Pollen: High-throughput Federated Learning Simulation via Resource-Aware Client Placement

Lorenzo Sani,Pedro Porto Buarque de Gusmão,Alex Iacob,Wanru Zhao,Xinchi Qiu,Yan Gao,Javier Fernandez-Marques,Nicholas Donald Lane
2024-05-20
Abstract:Federated Learning (FL) is a privacy-focused machine learning paradigm that collaboratively trains models directly on edge devices. Simulation plays an essential role in FL adoption, helping develop novel aggregation and client sampling strategies. However, current simulators cannot emulate large-scale systems in a time-efficient manner, which limits their utility and casts doubts on generalizability.
Distributed, Parallel, and Cluster Computing
What problem does this paper attempt to address?

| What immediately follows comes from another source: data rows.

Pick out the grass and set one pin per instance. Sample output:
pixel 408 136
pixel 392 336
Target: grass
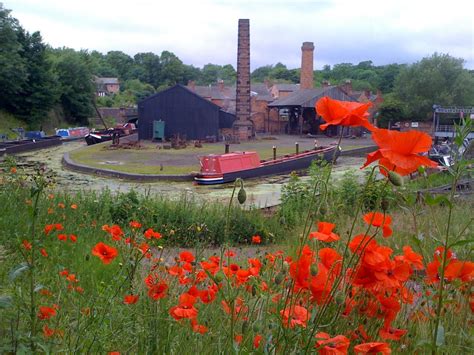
pixel 90 309
pixel 173 162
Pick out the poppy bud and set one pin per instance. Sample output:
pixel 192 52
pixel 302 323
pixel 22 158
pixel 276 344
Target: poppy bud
pixel 323 209
pixel 245 325
pixel 279 278
pixel 254 290
pixel 242 195
pixel 395 178
pixel 219 277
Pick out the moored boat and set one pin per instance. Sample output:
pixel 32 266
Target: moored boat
pixel 223 168
pixel 26 145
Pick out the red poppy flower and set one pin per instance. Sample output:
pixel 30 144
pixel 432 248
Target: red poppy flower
pixel 105 252
pixel 47 332
pixel 198 328
pixel 130 299
pixel 343 113
pixel 256 239
pixel 186 256
pixel 26 245
pixel 331 346
pixel 185 309
pixel 399 151
pixel 372 348
pixel 150 233
pixel 392 333
pixel 256 341
pixel 297 315
pixel 46 312
pixel 158 291
pixel 378 219
pixel 135 224
pixel 324 232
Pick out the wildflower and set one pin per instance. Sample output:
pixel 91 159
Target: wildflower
pixel 343 113
pixel 256 341
pixel 331 346
pixel 185 308
pixel 47 332
pixel 46 312
pixel 158 291
pixel 294 316
pixel 324 232
pixel 399 151
pixel 150 233
pixel 135 224
pixel 372 348
pixel 378 219
pixel 392 333
pixel 186 256
pixel 130 299
pixel 26 245
pixel 105 252
pixel 256 239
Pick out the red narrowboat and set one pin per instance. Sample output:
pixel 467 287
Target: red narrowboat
pixel 222 168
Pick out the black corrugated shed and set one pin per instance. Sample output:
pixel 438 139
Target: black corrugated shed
pixel 184 113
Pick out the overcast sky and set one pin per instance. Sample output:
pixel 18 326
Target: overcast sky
pixel 205 31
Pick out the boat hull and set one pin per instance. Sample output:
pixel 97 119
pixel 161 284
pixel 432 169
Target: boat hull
pixel 26 145
pixel 286 166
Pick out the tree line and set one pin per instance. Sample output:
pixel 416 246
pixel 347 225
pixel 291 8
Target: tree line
pixel 35 78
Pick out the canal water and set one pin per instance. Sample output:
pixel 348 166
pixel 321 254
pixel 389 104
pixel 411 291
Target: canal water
pixel 264 192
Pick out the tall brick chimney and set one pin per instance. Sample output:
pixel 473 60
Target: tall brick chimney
pixel 243 127
pixel 306 74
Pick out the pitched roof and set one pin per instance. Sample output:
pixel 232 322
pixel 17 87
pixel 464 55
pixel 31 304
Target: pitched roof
pixel 105 81
pixel 308 97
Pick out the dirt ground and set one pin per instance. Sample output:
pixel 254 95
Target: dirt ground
pixel 153 155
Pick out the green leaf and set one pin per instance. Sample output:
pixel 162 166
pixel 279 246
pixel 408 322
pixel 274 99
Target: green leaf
pixel 440 335
pixel 18 270
pixel 461 242
pixel 5 301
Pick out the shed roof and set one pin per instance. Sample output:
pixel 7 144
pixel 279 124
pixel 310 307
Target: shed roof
pixel 308 97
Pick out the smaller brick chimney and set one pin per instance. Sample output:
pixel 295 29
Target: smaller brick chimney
pixel 306 74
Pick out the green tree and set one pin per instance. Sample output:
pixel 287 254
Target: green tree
pixel 439 79
pixel 13 69
pixel 76 85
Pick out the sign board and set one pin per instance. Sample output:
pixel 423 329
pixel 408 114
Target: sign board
pixel 454 109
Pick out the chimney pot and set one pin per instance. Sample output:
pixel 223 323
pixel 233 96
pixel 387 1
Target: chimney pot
pixel 306 74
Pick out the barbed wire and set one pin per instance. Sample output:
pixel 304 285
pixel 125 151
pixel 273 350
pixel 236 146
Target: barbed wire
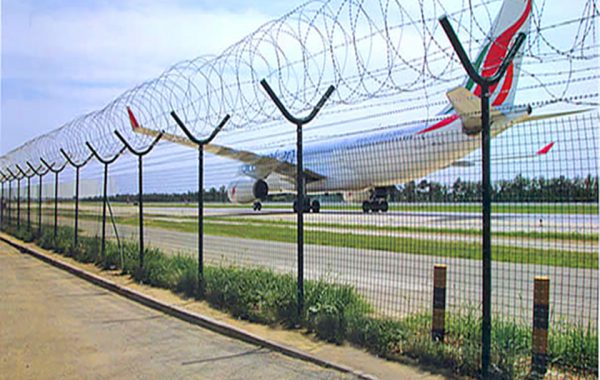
pixel 378 54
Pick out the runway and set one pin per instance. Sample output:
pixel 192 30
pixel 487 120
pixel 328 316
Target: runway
pixel 396 284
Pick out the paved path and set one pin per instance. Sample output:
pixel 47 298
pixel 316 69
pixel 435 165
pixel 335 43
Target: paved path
pixel 396 283
pixel 55 325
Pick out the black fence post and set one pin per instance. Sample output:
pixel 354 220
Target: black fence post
pixel 300 190
pixel 9 202
pixel 200 144
pixel 56 173
pixel 77 167
pixel 140 155
pixel 28 176
pixel 18 196
pixel 41 175
pixel 105 162
pixel 2 179
pixel 485 83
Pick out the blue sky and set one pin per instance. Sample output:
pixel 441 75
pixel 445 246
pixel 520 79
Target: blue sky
pixel 61 58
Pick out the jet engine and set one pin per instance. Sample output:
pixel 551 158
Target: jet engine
pixel 246 190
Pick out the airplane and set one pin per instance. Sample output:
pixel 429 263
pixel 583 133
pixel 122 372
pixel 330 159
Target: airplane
pixel 363 168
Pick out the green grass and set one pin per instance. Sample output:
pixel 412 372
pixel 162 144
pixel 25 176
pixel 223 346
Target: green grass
pixel 337 313
pixel 466 250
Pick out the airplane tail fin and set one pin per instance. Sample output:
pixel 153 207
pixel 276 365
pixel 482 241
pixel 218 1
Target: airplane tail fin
pixel 514 17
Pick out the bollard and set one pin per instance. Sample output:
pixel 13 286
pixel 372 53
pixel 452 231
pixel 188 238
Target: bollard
pixel 438 323
pixel 541 298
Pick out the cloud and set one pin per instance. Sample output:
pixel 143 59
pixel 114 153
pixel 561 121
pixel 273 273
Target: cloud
pixel 75 58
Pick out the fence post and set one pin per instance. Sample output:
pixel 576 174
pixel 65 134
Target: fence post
pixel 77 167
pixel 105 162
pixel 24 174
pixel 41 176
pixel 300 190
pixel 200 144
pixel 9 202
pixel 541 311
pixel 2 205
pixel 438 322
pixel 56 173
pixel 485 83
pixel 18 197
pixel 2 200
pixel 140 155
pixel 3 180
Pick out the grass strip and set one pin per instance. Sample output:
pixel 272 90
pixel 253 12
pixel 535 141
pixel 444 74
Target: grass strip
pixel 576 236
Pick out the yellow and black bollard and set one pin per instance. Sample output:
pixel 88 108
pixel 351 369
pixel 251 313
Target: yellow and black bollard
pixel 541 298
pixel 438 325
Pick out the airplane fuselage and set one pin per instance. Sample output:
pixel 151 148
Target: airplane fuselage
pixel 377 159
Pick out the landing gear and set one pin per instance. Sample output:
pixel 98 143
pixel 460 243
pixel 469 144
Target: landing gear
pixel 378 201
pixel 314 206
pixel 375 206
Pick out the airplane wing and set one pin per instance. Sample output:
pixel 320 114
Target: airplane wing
pixel 263 165
pixel 469 163
pixel 468 106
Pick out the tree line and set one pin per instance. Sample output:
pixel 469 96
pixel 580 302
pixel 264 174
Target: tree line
pixel 519 189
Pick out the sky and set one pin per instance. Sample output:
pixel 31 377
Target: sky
pixel 62 59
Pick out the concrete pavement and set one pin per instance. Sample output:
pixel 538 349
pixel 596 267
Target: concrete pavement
pixel 54 325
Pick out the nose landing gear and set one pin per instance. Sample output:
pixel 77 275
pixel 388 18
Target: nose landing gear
pixel 375 206
pixel 314 206
pixel 378 201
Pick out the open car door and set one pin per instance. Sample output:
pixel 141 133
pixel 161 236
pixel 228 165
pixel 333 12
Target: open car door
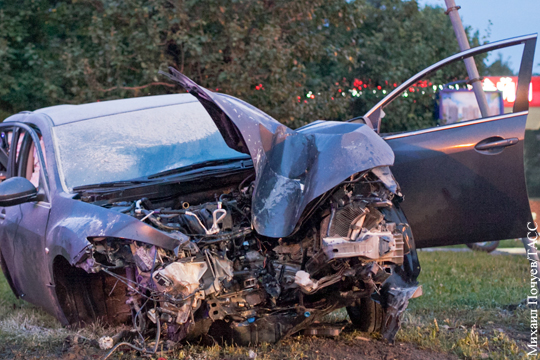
pixel 464 182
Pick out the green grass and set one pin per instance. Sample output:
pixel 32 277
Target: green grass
pixel 470 309
pixel 472 305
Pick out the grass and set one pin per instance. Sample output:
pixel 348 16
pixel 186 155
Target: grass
pixel 472 305
pixel 470 309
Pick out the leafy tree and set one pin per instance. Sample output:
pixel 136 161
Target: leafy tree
pixel 295 60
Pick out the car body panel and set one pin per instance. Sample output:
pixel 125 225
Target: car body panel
pixel 456 193
pixel 292 167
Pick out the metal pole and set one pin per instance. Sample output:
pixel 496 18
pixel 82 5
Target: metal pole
pixel 463 41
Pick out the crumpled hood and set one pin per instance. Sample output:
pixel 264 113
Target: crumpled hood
pixel 292 167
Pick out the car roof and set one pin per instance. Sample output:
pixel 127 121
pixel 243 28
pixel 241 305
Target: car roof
pixel 65 114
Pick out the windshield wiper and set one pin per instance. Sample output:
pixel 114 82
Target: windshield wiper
pixel 113 184
pixel 244 162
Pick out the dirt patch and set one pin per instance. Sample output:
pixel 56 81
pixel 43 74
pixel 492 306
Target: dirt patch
pixel 350 346
pixel 358 348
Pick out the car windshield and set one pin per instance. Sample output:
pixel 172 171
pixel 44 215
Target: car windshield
pixel 136 144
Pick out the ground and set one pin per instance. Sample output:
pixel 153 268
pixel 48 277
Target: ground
pixel 472 308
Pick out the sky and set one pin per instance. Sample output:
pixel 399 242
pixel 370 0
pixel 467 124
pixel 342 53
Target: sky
pixel 509 18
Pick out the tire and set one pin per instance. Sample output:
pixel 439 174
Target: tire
pixel 367 315
pixel 486 246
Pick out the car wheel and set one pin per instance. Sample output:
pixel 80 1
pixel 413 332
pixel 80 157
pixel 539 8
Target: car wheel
pixel 486 246
pixel 367 315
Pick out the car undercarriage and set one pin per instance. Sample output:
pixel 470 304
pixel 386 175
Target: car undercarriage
pixel 226 280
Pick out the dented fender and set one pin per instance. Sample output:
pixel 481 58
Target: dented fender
pixel 293 167
pixel 68 236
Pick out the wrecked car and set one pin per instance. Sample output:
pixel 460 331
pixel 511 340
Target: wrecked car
pixel 192 214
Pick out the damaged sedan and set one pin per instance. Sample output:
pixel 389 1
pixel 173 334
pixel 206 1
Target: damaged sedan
pixel 192 214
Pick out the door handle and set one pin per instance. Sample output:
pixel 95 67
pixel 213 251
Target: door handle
pixel 489 144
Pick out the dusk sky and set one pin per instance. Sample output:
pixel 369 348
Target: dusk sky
pixel 508 19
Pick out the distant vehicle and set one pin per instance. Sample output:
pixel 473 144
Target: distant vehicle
pixel 192 214
pixel 486 246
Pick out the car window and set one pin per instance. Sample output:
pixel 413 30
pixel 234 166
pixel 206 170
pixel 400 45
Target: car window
pixel 445 96
pixel 27 162
pixel 136 144
pixel 5 142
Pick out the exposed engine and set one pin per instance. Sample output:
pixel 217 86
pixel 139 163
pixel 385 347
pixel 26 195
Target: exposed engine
pixel 226 280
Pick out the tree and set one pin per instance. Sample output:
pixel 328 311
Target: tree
pixel 499 67
pixel 295 60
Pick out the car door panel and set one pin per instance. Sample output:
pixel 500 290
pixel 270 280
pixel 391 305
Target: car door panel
pixel 23 228
pixel 455 193
pixel 464 182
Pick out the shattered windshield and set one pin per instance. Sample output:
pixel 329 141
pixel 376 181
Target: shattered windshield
pixel 137 144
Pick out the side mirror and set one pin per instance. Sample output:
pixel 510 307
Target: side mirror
pixel 16 190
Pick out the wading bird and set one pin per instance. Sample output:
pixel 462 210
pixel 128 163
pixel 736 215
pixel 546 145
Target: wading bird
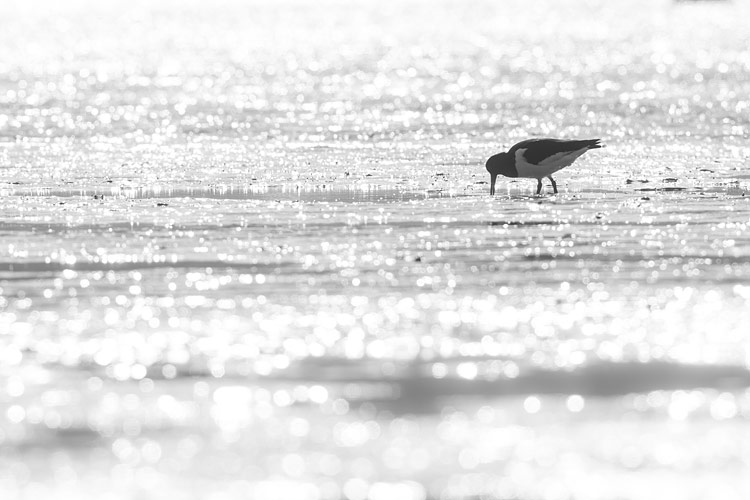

The problem that this paper attempts to solve is that in large - scale federated learning (Federated Learning, FL) simulations, existing simulators are unable to efficiently handle the simulation of large - scale systems. This limits their practicality and calls into question the universality of the results. Specifically, the paper points out that current simulators have two main limiting factors: 1. **Low communication efficiency**: Due to the pull - based client execution method, the communication efficiency is not high. 2. **Insufficient load balancing**: When using heterogeneous hardware, effective load balancing cannot be achieved. These problems may have little impact in small - or medium - scale simulations, but in large - scale simulations, they will cause the experiment time to be too long, or even become impractical or infeasible. For example, some experiments may take weeks or months to complete. To solve these problems, the paper proposes a new resource - aware system - Pollen, which aims to accelerate large - scale FL simulations through the following methods: - **Adopting a push - based client placement system** to improve communication efficiency. - **Learning an adaptive client scheduling strategy** and scheduling according to hardware statistics. - **Estimating the optimal number of concurrent worker processes for each GPU** to make full use of GPU resources. The design and placement model of Pollen enables it to significantly reduce the execution time, from months to weeks, thus supporting practical research on large - scale federated learning systems without high hardware costs.